Bag @ Beacon Hill
Dec 03 - Jan 28, 2026
Current Holder
Kelby Sosa
Obsidian Obligation
Forged from a Thousand Discarded Contracts
Unnaturally Cold and Heavy
The entity manifested during the first legendary season at Beacon Hill, appearing in the locker of a professional who had lost sight of the work behind the win. It is said to be forged from the compressed ink of a thousand discarded contracts and the collective exhaustion of generations of caddies. It appeared not as a reward, but as a reminder that the life of a champion is built on the foundation of what they are willing to endure.

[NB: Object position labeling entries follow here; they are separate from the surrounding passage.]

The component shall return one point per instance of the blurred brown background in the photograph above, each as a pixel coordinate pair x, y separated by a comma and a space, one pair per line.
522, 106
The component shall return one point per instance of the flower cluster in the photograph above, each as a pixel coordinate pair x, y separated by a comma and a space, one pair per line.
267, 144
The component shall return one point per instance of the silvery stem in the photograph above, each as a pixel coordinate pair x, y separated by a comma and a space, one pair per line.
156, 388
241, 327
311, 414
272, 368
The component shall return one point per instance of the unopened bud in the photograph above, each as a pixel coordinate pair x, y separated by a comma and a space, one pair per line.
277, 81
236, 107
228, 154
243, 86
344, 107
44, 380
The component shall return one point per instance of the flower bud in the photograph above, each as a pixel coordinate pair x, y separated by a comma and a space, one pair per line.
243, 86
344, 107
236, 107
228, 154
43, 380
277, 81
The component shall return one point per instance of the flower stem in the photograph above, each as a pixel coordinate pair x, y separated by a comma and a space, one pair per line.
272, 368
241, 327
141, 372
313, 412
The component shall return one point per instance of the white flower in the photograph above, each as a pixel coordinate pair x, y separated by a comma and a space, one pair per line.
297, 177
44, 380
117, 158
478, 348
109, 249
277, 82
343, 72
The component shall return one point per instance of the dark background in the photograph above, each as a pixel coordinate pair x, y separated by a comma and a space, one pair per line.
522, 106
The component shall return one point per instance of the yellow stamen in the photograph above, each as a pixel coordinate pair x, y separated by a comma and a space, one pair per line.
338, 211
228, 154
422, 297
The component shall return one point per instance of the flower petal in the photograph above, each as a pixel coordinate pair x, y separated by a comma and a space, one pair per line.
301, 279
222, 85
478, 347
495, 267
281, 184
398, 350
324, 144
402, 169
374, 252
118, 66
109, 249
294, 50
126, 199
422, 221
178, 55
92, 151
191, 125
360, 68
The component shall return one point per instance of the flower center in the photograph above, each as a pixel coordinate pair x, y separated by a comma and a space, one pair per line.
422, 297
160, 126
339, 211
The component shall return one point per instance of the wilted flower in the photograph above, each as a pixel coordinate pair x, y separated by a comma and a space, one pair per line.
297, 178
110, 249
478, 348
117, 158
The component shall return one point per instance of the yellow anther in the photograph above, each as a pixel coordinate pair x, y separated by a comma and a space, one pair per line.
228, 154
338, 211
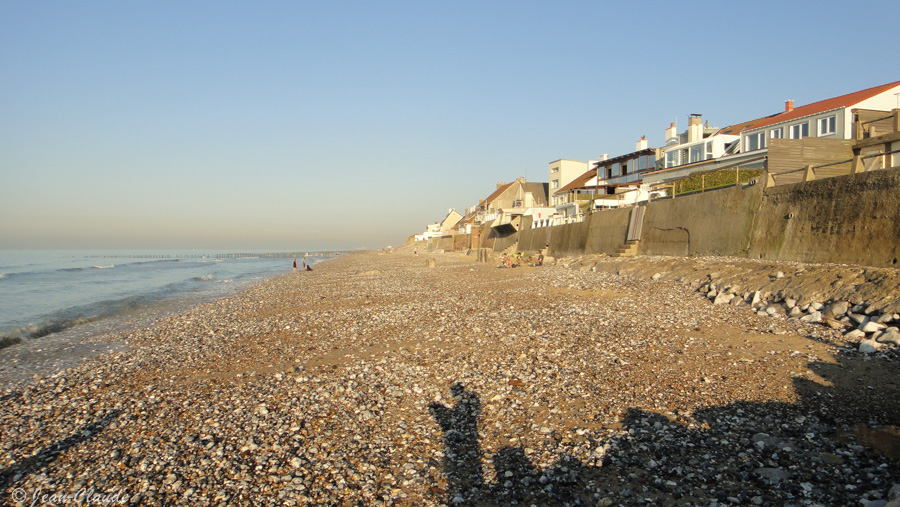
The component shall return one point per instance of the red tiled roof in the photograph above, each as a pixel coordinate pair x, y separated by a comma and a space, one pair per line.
733, 130
578, 182
827, 105
497, 193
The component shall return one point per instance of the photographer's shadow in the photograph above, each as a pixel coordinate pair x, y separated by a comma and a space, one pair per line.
518, 480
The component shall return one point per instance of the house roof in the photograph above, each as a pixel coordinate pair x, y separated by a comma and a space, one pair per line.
578, 182
627, 156
497, 193
538, 190
736, 129
847, 100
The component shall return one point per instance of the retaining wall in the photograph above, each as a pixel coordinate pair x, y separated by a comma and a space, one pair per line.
853, 219
718, 222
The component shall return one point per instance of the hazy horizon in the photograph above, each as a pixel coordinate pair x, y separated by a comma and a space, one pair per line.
352, 125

This object is a dense, rectangular prism of light-consuming volcanic glass that feels significantly heavier than its physical dimensions suggest. Its surface is perfectly smooth except for the microscopic, glowing legal clauses that crawl across its face like living shadows. It remains unnaturally cold to the touch, even under the blistering sun of a mid-season tour stop, and it emits a low, rhythmic hum that sounds like a ticking clock.
A crushing manifestation of professional duty that anchors the bearer to the reality of their choices. It dictates the rhythm of the season, ensuring that no decision is made lightly and no burden is carried without purpose. It demands a level of discipline that separates the true masters of the craft from those merely playing a part; it remains the ultimate arbiter of who possesses the strength to continue.
Tag Details
The Weight Bearers
Those who understand that every disc in the bag is a choice with consequences. They are the caddies, the coaches, the seasoned pros who know that the tour isn't magic—it's logistics, strategy, and learning to carry what you've committed to. They represent the sobering reality that wishes have weight.
Members
86Divisions
Tag History
Commentary from Flippy (your trapped narrator)

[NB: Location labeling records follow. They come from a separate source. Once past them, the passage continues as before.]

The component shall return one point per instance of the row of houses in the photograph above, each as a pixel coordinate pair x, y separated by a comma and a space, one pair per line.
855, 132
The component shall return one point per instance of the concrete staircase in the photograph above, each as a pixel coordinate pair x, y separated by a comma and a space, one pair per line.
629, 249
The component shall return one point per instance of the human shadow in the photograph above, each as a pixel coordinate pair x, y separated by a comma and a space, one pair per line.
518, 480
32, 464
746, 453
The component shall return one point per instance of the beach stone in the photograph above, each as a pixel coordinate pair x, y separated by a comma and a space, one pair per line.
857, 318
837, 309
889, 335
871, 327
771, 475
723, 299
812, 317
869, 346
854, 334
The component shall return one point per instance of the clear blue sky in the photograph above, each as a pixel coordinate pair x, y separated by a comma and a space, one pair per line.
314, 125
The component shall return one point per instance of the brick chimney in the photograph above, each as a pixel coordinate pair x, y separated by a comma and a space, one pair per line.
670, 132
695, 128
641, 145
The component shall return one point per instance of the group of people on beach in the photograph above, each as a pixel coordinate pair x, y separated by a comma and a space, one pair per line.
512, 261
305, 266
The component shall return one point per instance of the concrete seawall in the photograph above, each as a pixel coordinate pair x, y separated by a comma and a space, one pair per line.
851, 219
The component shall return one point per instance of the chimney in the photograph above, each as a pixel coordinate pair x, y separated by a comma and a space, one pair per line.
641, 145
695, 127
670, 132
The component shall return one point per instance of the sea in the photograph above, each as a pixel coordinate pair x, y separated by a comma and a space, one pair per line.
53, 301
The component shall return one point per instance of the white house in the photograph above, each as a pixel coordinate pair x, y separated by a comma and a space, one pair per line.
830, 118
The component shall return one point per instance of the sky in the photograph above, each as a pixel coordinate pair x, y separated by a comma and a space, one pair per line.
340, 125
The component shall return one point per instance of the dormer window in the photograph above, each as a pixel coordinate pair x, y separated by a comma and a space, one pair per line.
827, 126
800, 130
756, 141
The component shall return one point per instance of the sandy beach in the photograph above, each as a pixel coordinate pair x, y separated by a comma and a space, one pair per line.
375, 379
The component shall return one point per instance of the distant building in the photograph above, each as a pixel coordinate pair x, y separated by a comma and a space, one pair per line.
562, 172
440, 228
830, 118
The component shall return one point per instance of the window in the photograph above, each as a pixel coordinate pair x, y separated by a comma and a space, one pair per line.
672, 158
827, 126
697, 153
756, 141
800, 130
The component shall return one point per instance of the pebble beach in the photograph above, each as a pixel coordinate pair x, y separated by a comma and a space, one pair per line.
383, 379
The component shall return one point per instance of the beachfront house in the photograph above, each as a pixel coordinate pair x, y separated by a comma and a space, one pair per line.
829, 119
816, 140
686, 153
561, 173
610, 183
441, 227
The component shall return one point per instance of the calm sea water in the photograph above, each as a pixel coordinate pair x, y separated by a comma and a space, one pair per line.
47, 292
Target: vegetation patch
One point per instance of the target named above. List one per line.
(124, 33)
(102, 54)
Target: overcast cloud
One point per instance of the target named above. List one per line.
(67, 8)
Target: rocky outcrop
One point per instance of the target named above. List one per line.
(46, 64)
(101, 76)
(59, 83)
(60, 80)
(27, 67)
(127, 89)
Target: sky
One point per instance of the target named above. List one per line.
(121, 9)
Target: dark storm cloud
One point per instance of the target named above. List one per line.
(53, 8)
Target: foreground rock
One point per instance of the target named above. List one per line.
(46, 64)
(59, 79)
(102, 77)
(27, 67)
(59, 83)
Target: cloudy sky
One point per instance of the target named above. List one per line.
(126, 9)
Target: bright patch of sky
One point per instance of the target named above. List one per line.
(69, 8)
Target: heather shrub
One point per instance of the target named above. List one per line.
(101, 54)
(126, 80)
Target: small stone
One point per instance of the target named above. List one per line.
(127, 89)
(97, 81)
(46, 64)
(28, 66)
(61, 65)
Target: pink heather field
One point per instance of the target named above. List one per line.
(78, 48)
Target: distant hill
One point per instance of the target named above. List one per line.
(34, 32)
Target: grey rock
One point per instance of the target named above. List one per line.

Forged in the silent, pre-dawn hours of a forgotten practice round, the Obsidian Obligation didn't choose a champion—it chose a debtor. It materialized not from glory, but from the grime of a thousand unwashed discs and the quiet dread of the next flight. Its cold, humming weight is a perpetual invoice for the work you haven't done yet. It doesn't promise victory; it demands payment in sweat, and it's here to collect.
The Obsidian Obligation, Tag #21, didn't find Kelby Sosa. It was waiting for him. It materialized in his locker after a win that felt hollow, a victory built on talent, not toil. The cold, humming weight of the tag was a question, not a prize. The work was about to begin. The arena was watching.
Commentary from Flippy (your trapped narrator)
adjusts headset in the broadcast booth So here's the thing about watching an unrated player inherit the Obsidian Obligation—we have no rating differential to work with, no field average to mock, no personal benchmark to shatter. Kelby Sosa walked into the arena with no PDGA rating and walked out holding Tag #21, which is less a victory lap and more a cold invoice. The tag didn't choose him for brilliance; it chose him because he survived the week, and now the cold weight of that number—down 21 positions in a single movement—becomes the actual question the arena whispers: What are you going to do about it? No stats to hide behind, no ratings to negotiate with. Just a debtor and a ledger, and nine more weeks to prove the tag made the right call waiting for him.